Right after I posted about rumors the FAA was moving closer to relaxing the regulations for electronics on planes, I was contacted by Scott Mayerowitz of the Associated Press. I don’t think the two were related, but Scott asked me my opinion on the forecasted changes.
I took a moment to think about it some more, especially since I wrote the first post in the middle of the night after a long day of work travel to the West coast. Scott published a few of my thoughts in his article along with some other good information about the upcoming (I hope) changes. Scott touched on something I mentioned earlier about how the whole process of approving electronics has been screwed up from the beginning:
Technically, the FAA doesn’t bar use of electronic devices when aircraft are below 10,000 feet. But under FAA rules, airlines that want to let passengers use the devices are faced with a practical impossibility — they would have to show that they’ve tested every type and make of device passengers would use to ensure there is no electromagnetic interference with aircraft radios and electrical and electronic systems.
In an era of epic financial losses and bankruptcies for the airlines, who would have expected they would ever spend the money on something like this? Instead of waiting for the airlines to take action the FAA diligently stepped in about 5 years too late to try and move things along. And then proceeded to extend their own deadline another couple of months.
I really do think the flight attendants get a bad rap for having to enforce these rules:
Edward Pizzarello, the co-founder of frequent flier discussion site MilePoint, says lifting the restriction is “long overdue.”
“I actually feel like this regulation has been toughest on flight attendants. Nobody wants to shut off their phone, and the flight attendants are always left to be the bad guys and gals,” said Pizzarello, 38, of Leesburg, Va.
And, I certainly hope they don’t allow people to start making cell phone calls on airplanes, though I sincerely doubt that’s coming anytime soon.
“I just hope they do the sensible thing and don’t allow people to talk on their cellphones during flight,” said Pizzarello, who flies 150,000 to 200,000 miles a year. “There are plenty of people that don’t have the social skills necessary to make a phone call on a plane without annoying the people around them. Some things are better left alone.”

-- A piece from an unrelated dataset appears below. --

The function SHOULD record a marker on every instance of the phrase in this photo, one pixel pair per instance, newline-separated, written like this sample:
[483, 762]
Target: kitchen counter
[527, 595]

The other area where I think a change like this has a big impact is on family travel. My wife and I don’t let our kids watch a lot of TV, but iPads are a part of their lives for a reasonable amount of games, mostly educational learning. On an airplane, where child meltdowns are amplified, telling a young child that’s being quiet and well behaved that they need to shut down their iPad for 20 minutes is not the most successful strategy.
Don’t get me wrong, our kids can do without their devices for 20 minutes. But, one of my eternal rules of parenting is not to disturb a child who is entertaining themselves peacefully unless there’s blood, profanity, nudity or laziness. If they’re playing a game quietly during take-off, I’m perfectly content to see that continue.
Ultimately I think things will still sort themselves out on this issue by the end of the year. And, it’ll be a bit better for most travelers.